En la época de los treintas se hallaba en pleno apogeo el C.J.C. que no era sino las siglas del Club Juventud Cerro. La sociedad cerreña miraba con mucho agrado y esperanza a la pléyade de jóvenes que se habían reunido para constituir una institución que, con el tiempo, llegó a ser la más admirable y querida. El tercer día de carnaval, realizaba su tradicional baile anual. Aquella noche acertó a pasar por la vereda de enfrente –camino a su casa-, rendido y saturado de copas, el gran “Capachón” Minaya. Había jugado y jaraneado como nunca. Al oír las alegres notas musicales de una extraordinaria orquesta, encaminó sus pasos nada seguros hacia los salones del prestigioso club. Estaba decidido a compartir la alegría que allí se vivía. Al llegar a la puerta, hecho una miseria, con el pelo apelmazado de harina, la cara pintada de hollín, talco y betún y, arrastrando gran cantidad de serpentinas que le colgaban del cuello, quiso imponer su autoridad de Juez de Paz, dando grandes voces para que lo dejaran entrar; pero su estado era tan calamitoso y descuidado que decidieron no permitirle la entrada… !Caramba!. ¡¡¡Si era un baile de gala!!!.

— ¡¡¡…Yo sólo quiero entrar a la cantina a consumir. No a bailar….!!!.

— No se puede, señor Minaya…

— ¡Esta es la primera vez que me paran a la puerta de un club! ¡No puede ser!.

— Lo sentimos, señor Minaya, pero no puede ingresar.

Ya los invitados que iban llegando al baile se reunían a la entrada, esperando que el incidente terminara. Impotentes los miembros de la “Comisión de Recepción”, decidieron llamar a un rubicundo austriaco, miembro de la directiva, para que pusiera coto a semejante escándalo. Cuando el gigantón se puso delante del Capachón, éste le espetó.

— ¡Bueno, “ultimadamente”… ¿Quién es usted para no dejarme entrar a la fiesta?.

— ¡Sepa usted, señor Minaya, que yo no lo dejo entrar porque: ¡¡¡Soy Vocal…!!!

— ¡Ah! ¡Entonces sí puedo entrar, porque yo soy ¡¡¡CONSONANTE!!! – y sin más entró triunfante en el salón, seguido de estruendosas carcajadas.

-07-

 El “Capachón” era muy conocido en el Cerro de Pasco. No existía barrio que no hubiera sido escenario de sus ocurrencias. Por ejemplo, en la Esperanza, populoso y querido barrio cerreño, había una tienda grande y surtida, donde ¡claro! se vendía el consabido “Puro de Ica”. A este lugar que estaba repleto de amigos, llegó una tarde “Capachón” y luego de los saludos de estilo, dijo al tendero:

— ¡Pío, dame una buena “mula” de pisco que estoy de pasada…

— Bien, Alberto- contestó don Pío Ramírez, el dueño.

— Y ustedes amigos,… ¿Por qué no toman… ah?. ¡Pidan lo que deseen y tomen conmigo…! !Cuando “Capachón” toma, todos toman!- la invitación fue acatada inmediatamente.
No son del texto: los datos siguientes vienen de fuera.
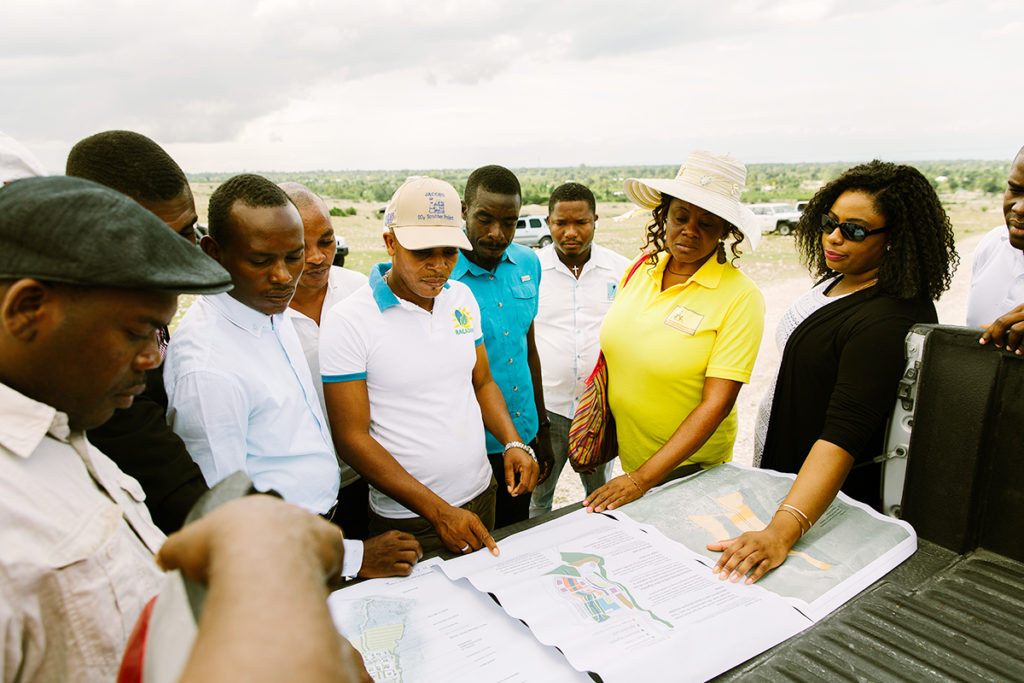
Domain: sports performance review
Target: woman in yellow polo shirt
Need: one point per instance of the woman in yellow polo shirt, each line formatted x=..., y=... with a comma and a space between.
x=682, y=335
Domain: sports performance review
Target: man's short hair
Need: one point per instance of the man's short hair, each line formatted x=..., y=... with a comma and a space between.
x=253, y=190
x=493, y=178
x=301, y=196
x=129, y=163
x=571, y=191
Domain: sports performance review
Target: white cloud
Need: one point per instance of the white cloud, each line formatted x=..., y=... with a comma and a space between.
x=289, y=84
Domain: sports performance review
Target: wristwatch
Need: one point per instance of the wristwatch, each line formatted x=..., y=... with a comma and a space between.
x=519, y=444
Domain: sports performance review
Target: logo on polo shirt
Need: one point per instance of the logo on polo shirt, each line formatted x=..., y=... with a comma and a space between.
x=684, y=319
x=463, y=322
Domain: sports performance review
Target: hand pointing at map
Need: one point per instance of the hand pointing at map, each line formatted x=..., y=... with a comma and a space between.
x=754, y=553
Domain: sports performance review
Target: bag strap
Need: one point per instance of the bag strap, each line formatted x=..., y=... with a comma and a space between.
x=637, y=264
x=600, y=354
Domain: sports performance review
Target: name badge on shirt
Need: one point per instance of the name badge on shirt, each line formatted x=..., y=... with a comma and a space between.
x=684, y=319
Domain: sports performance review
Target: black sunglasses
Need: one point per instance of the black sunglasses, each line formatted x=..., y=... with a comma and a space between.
x=852, y=231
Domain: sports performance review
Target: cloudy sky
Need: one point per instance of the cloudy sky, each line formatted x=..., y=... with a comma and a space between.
x=228, y=85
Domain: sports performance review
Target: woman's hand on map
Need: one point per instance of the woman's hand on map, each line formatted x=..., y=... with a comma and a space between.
x=755, y=553
x=616, y=493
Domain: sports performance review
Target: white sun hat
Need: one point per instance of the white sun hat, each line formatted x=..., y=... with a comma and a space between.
x=16, y=162
x=425, y=213
x=708, y=180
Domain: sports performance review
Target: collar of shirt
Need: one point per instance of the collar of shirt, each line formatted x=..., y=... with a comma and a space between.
x=708, y=275
x=383, y=296
x=25, y=422
x=242, y=315
x=599, y=258
x=464, y=265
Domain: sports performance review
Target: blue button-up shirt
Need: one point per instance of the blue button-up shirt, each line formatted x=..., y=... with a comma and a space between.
x=508, y=297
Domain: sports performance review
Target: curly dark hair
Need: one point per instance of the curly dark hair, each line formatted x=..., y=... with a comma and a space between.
x=129, y=163
x=921, y=255
x=493, y=178
x=655, y=231
x=253, y=190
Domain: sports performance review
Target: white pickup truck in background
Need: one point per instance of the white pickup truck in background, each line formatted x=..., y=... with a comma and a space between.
x=776, y=217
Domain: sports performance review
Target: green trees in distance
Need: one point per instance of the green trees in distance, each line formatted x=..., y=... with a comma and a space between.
x=765, y=182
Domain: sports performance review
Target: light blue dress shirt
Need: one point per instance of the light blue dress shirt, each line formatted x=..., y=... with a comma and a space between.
x=241, y=396
x=508, y=297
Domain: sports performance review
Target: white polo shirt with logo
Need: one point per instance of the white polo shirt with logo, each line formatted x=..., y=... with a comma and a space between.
x=418, y=366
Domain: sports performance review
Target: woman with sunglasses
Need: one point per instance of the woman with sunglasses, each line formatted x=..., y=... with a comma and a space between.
x=883, y=247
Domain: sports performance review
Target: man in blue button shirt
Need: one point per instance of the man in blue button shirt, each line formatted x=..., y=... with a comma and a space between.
x=504, y=278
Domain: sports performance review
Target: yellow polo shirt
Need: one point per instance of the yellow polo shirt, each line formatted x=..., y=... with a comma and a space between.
x=660, y=345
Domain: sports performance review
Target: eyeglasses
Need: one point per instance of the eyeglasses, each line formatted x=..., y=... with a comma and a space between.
x=852, y=231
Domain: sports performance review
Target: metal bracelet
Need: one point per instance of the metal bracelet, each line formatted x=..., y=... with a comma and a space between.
x=519, y=444
x=642, y=493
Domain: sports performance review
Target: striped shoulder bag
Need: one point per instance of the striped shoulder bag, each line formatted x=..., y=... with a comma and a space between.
x=592, y=435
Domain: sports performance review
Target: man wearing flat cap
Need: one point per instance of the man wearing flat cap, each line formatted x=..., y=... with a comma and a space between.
x=408, y=386
x=78, y=330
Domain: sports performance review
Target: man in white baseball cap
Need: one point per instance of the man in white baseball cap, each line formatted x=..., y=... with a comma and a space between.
x=409, y=388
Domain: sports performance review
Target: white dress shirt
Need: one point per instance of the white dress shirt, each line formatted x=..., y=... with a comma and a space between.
x=568, y=321
x=340, y=284
x=996, y=279
x=241, y=396
x=76, y=549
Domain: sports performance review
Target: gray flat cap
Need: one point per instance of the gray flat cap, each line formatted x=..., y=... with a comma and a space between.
x=74, y=230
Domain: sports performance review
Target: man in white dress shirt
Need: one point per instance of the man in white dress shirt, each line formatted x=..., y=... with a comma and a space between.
x=239, y=389
x=578, y=285
x=322, y=286
x=87, y=278
x=996, y=296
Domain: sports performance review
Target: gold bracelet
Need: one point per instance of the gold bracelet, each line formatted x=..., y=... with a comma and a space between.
x=799, y=523
x=799, y=512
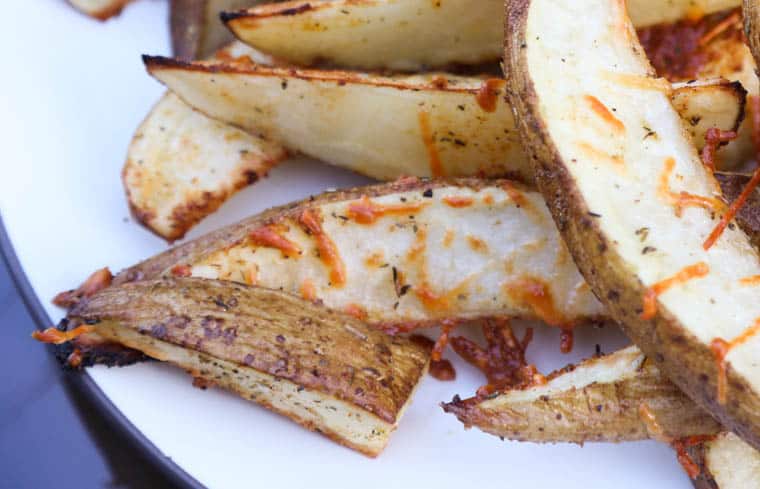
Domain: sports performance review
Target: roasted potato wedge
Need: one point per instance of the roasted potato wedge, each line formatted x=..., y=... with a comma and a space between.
x=748, y=217
x=401, y=255
x=328, y=372
x=726, y=462
x=181, y=166
x=636, y=211
x=197, y=32
x=752, y=26
x=600, y=399
x=100, y=9
x=677, y=52
x=404, y=34
x=420, y=125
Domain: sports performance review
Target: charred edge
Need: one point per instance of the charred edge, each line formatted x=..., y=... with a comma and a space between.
x=741, y=93
x=91, y=353
x=569, y=210
x=268, y=11
x=227, y=17
x=158, y=63
x=705, y=479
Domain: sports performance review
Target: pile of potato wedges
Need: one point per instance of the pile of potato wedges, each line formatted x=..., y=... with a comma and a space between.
x=563, y=161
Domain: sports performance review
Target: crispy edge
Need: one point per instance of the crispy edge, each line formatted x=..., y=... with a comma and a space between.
x=689, y=363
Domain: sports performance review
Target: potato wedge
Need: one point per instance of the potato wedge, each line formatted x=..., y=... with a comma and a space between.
x=419, y=125
x=404, y=34
x=748, y=217
x=100, y=9
x=726, y=463
x=637, y=234
x=196, y=29
x=752, y=26
x=328, y=372
x=400, y=256
x=599, y=399
x=181, y=166
x=678, y=53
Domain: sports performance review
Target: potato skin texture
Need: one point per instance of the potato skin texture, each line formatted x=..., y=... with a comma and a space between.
x=688, y=362
x=590, y=409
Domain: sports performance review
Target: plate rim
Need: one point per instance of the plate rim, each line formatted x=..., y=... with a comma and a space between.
x=84, y=382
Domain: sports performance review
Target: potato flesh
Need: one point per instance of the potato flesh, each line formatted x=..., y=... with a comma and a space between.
x=599, y=399
x=457, y=253
x=732, y=463
x=407, y=34
x=182, y=165
x=602, y=59
x=377, y=126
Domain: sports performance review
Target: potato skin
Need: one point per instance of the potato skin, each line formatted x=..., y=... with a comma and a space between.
x=688, y=362
x=748, y=217
x=270, y=331
x=590, y=409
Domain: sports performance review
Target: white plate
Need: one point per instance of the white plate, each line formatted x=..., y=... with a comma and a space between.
x=73, y=91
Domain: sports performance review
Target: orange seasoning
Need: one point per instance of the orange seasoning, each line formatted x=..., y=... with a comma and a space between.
x=356, y=311
x=732, y=21
x=488, y=94
x=74, y=360
x=732, y=210
x=308, y=291
x=268, y=236
x=436, y=167
x=751, y=280
x=604, y=113
x=650, y=421
x=182, y=271
x=537, y=294
x=96, y=282
x=365, y=211
x=514, y=194
x=688, y=464
x=690, y=272
x=721, y=348
x=447, y=325
x=457, y=201
x=439, y=369
x=754, y=110
x=683, y=199
x=502, y=360
x=55, y=336
x=714, y=137
x=328, y=252
x=679, y=51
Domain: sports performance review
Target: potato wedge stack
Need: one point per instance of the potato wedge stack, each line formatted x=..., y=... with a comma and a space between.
x=579, y=186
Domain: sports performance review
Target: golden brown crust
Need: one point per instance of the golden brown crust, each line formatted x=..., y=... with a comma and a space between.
x=340, y=77
x=590, y=409
x=688, y=362
x=192, y=251
x=752, y=27
x=270, y=331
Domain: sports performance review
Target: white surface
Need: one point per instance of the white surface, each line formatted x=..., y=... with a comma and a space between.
x=73, y=91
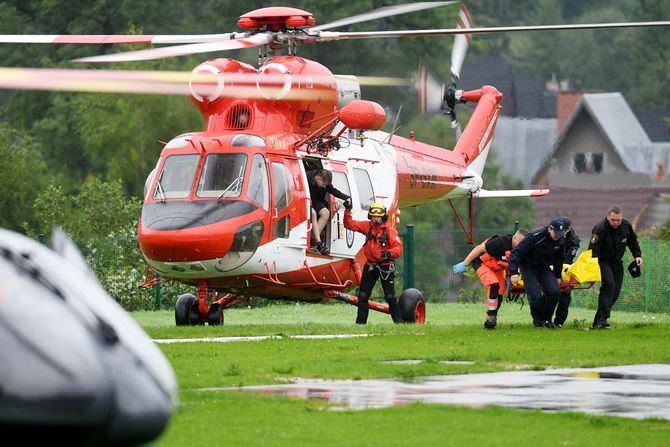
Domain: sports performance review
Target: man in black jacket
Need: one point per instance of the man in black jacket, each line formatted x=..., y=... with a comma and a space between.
x=321, y=182
x=540, y=249
x=609, y=240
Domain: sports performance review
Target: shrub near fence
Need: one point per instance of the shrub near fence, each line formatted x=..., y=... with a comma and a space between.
x=436, y=251
x=118, y=263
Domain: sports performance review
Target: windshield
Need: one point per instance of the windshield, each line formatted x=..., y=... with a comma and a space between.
x=177, y=176
x=222, y=176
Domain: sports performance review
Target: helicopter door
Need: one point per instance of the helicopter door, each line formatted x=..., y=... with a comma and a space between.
x=339, y=244
x=285, y=212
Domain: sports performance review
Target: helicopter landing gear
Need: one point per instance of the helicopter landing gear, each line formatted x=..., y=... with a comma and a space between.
x=182, y=309
x=190, y=310
x=413, y=306
x=215, y=315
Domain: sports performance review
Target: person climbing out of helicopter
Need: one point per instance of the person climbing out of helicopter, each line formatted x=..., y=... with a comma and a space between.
x=382, y=247
x=321, y=182
x=489, y=259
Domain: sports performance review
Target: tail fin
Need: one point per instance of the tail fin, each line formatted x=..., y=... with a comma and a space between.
x=476, y=138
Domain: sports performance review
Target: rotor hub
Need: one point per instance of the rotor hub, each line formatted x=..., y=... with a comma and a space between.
x=276, y=18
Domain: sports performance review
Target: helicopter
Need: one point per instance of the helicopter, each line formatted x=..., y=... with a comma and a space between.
x=227, y=209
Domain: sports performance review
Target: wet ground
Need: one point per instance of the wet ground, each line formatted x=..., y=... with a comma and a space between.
x=635, y=391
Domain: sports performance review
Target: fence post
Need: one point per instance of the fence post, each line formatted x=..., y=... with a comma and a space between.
x=158, y=293
x=408, y=258
x=647, y=274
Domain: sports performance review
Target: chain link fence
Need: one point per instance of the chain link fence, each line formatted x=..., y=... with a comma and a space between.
x=119, y=265
x=436, y=251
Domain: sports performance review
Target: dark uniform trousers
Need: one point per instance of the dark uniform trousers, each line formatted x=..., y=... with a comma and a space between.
x=542, y=306
x=611, y=274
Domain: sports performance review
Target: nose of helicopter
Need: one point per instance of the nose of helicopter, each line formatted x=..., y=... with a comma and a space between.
x=227, y=233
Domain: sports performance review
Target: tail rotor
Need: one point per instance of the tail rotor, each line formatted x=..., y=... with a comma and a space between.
x=436, y=97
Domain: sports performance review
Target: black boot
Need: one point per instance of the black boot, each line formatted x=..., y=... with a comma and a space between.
x=363, y=309
x=394, y=309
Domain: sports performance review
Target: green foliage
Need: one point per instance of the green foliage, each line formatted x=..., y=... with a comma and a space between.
x=99, y=208
x=23, y=172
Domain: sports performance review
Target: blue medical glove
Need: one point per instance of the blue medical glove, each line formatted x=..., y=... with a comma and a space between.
x=459, y=268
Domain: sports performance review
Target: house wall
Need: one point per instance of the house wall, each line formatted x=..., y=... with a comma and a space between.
x=585, y=137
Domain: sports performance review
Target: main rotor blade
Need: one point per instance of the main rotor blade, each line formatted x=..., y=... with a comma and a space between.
x=334, y=35
x=379, y=13
x=99, y=39
x=461, y=43
x=238, y=85
x=182, y=50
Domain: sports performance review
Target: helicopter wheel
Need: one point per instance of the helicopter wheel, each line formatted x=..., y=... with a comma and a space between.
x=182, y=308
x=413, y=306
x=215, y=315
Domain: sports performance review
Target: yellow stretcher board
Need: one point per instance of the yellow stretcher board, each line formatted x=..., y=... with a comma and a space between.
x=581, y=274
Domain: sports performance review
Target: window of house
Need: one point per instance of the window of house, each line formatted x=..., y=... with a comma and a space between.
x=579, y=162
x=588, y=162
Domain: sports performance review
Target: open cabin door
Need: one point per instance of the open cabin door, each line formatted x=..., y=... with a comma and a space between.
x=341, y=240
x=288, y=214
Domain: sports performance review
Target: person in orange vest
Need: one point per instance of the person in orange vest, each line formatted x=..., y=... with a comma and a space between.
x=489, y=259
x=382, y=247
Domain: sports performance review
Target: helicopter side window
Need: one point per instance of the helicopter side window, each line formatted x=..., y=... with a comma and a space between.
x=247, y=140
x=282, y=184
x=365, y=192
x=222, y=175
x=340, y=183
x=176, y=177
x=258, y=182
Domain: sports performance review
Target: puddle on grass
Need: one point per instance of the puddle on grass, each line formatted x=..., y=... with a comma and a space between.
x=634, y=391
x=255, y=338
x=419, y=361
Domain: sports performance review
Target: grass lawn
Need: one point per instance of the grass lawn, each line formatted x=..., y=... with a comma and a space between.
x=452, y=332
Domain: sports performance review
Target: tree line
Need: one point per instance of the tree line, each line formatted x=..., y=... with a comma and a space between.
x=69, y=143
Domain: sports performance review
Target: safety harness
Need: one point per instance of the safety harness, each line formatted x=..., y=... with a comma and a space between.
x=386, y=269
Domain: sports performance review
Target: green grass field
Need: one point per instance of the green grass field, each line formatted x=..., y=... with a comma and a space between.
x=452, y=332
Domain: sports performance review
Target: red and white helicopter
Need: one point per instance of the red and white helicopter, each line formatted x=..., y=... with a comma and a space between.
x=227, y=209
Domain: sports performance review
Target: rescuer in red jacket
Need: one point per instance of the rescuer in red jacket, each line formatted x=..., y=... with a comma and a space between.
x=382, y=247
x=489, y=259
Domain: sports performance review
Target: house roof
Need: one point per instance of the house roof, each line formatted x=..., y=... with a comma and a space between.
x=619, y=125
x=586, y=207
x=653, y=122
x=523, y=96
x=520, y=145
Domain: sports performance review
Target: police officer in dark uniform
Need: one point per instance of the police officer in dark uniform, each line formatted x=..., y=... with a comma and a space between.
x=565, y=296
x=609, y=240
x=321, y=183
x=540, y=249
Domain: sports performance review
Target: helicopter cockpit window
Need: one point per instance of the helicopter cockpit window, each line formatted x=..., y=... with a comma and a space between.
x=365, y=192
x=222, y=176
x=258, y=189
x=282, y=183
x=179, y=142
x=247, y=140
x=176, y=177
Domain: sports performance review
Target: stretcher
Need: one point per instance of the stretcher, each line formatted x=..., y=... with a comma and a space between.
x=580, y=275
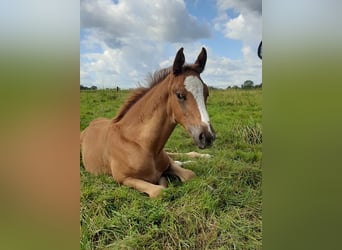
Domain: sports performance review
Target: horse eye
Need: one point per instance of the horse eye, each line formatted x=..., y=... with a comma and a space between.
x=180, y=96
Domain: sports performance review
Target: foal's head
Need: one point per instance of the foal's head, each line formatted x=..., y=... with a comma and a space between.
x=188, y=97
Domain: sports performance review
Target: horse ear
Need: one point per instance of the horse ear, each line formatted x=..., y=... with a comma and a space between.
x=201, y=60
x=179, y=62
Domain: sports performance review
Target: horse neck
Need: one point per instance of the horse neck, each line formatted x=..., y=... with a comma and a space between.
x=148, y=122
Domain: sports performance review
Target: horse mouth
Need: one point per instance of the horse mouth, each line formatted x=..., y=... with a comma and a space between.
x=204, y=140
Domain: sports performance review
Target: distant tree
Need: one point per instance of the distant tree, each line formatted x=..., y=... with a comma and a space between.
x=83, y=87
x=258, y=86
x=247, y=84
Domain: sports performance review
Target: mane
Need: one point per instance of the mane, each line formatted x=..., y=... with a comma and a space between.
x=152, y=80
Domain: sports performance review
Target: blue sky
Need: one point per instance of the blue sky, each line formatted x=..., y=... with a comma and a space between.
x=122, y=41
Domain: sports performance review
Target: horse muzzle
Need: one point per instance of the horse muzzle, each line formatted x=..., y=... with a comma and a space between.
x=203, y=137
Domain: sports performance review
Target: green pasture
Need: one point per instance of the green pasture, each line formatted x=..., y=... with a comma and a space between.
x=219, y=209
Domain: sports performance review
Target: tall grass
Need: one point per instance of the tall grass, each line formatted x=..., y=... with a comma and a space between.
x=219, y=209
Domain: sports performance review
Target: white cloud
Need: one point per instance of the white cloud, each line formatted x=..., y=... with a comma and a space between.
x=246, y=26
x=124, y=41
x=121, y=42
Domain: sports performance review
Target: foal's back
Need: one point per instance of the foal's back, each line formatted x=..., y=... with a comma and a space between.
x=93, y=145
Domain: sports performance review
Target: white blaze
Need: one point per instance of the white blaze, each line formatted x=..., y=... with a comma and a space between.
x=194, y=85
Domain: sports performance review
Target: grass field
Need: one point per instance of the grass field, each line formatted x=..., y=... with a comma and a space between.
x=219, y=209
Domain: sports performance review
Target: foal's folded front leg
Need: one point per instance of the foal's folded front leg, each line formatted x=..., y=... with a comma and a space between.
x=143, y=186
x=182, y=173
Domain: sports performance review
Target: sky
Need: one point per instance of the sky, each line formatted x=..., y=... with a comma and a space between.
x=122, y=41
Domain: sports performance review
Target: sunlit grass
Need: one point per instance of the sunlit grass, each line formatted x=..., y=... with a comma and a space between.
x=219, y=209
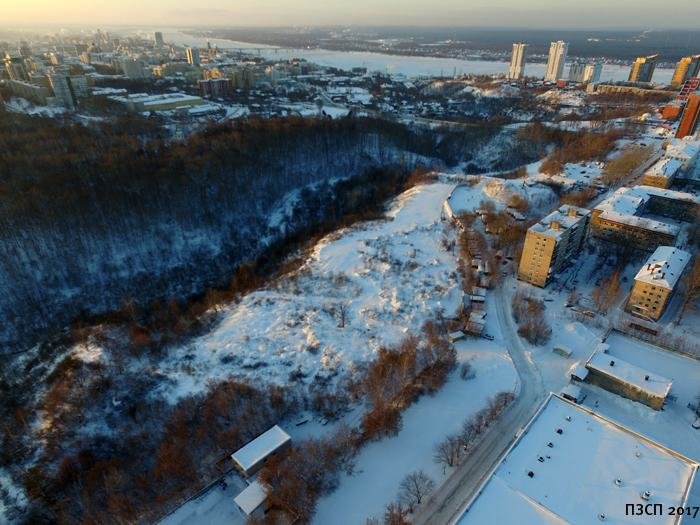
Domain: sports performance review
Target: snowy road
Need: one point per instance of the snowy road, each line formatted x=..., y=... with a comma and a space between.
x=456, y=492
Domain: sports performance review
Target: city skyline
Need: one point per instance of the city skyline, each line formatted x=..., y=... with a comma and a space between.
x=447, y=13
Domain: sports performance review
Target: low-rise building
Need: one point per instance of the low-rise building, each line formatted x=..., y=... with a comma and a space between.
x=619, y=218
x=656, y=281
x=250, y=458
x=627, y=380
x=143, y=102
x=252, y=501
x=552, y=243
x=571, y=465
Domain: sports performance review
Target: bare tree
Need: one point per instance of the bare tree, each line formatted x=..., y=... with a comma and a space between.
x=414, y=488
x=395, y=514
x=446, y=452
x=691, y=288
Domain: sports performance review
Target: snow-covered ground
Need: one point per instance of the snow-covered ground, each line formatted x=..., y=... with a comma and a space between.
x=468, y=197
x=382, y=280
x=671, y=426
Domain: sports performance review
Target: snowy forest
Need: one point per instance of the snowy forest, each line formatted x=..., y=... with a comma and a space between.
x=96, y=218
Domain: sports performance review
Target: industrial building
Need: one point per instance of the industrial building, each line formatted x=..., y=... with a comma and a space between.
x=249, y=459
x=571, y=465
x=627, y=380
x=552, y=243
x=656, y=281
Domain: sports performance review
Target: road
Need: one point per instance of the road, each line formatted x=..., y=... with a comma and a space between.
x=452, y=497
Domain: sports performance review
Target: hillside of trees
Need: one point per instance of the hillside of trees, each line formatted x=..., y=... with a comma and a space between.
x=92, y=218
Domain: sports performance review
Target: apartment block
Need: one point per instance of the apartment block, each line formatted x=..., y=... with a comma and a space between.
x=517, y=61
x=643, y=69
x=656, y=281
x=619, y=218
x=552, y=243
x=555, y=63
x=690, y=118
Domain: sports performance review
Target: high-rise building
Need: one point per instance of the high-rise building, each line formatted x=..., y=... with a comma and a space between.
x=687, y=67
x=592, y=73
x=552, y=243
x=690, y=117
x=643, y=69
x=62, y=90
x=192, y=56
x=16, y=68
x=517, y=61
x=555, y=63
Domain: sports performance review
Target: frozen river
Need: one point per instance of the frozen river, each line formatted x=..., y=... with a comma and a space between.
x=398, y=65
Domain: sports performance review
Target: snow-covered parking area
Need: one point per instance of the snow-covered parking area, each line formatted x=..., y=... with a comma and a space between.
x=670, y=427
x=360, y=289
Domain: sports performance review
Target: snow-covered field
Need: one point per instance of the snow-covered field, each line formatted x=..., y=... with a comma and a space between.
x=382, y=465
x=468, y=198
x=359, y=290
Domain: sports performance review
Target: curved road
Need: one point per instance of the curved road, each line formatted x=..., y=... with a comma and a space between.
x=452, y=497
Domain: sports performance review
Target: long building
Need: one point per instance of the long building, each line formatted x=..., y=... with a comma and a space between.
x=571, y=465
x=619, y=218
x=643, y=69
x=656, y=281
x=690, y=118
x=552, y=243
x=517, y=61
x=687, y=67
x=585, y=73
x=556, y=60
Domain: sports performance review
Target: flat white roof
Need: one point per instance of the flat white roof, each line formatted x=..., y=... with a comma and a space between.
x=251, y=497
x=261, y=447
x=665, y=168
x=575, y=482
x=664, y=267
x=629, y=373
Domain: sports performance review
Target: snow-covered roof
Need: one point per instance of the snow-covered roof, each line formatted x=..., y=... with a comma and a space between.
x=557, y=222
x=665, y=168
x=625, y=204
x=685, y=149
x=630, y=374
x=664, y=267
x=261, y=447
x=592, y=468
x=251, y=497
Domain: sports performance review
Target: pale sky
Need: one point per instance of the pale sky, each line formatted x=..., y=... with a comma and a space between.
x=585, y=14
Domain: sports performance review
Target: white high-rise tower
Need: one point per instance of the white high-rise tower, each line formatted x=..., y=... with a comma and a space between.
x=517, y=61
x=555, y=64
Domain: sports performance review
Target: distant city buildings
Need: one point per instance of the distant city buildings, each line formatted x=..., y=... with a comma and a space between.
x=192, y=54
x=656, y=281
x=643, y=69
x=687, y=67
x=585, y=73
x=690, y=118
x=159, y=39
x=517, y=61
x=556, y=60
x=552, y=243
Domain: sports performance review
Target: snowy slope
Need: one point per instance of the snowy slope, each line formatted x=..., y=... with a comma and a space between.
x=388, y=276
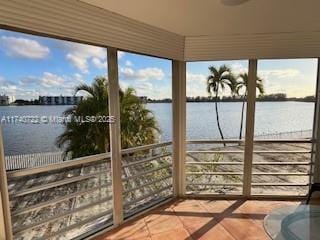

Unos pidieron pisco, otros “Capitán”, otros vermouth, otros coñac y algunos el bravo aguardiente de caña que llamaban “Chacarpo”; y cuando todos tenían sendas copas en las manos, con su enorme vozarrón concluyó- ¡Salud!- Con una prontitud asombrosa y de un solo golpe, todos escanciaron sus copas hasta la última gota. En ese instante el “Capachón” sacó un real, es decir, el precio de su copa y poniéndolo sobre el mostrador dijo muy claramente para que todos le escucharan: ¡Cuándo “Capachón” paga, todos pagan!

Entre sonoras risotadas por el giro que había tomado la invitación, todos tuvieron que pagar sus correspondientes tragos de muy buena gana. Esta risueña anécdota traspasó las fronteras patrias echada a volar por la pluma magistral de uno de los contertulios de aquella ocasión: Don Ramiro Ráez Cisneros. Hace algunos años se lo oímos repetir a un conocido cómico mejicano y en “Selecciones” del Reader’s Digest vuelven a repetir la historia.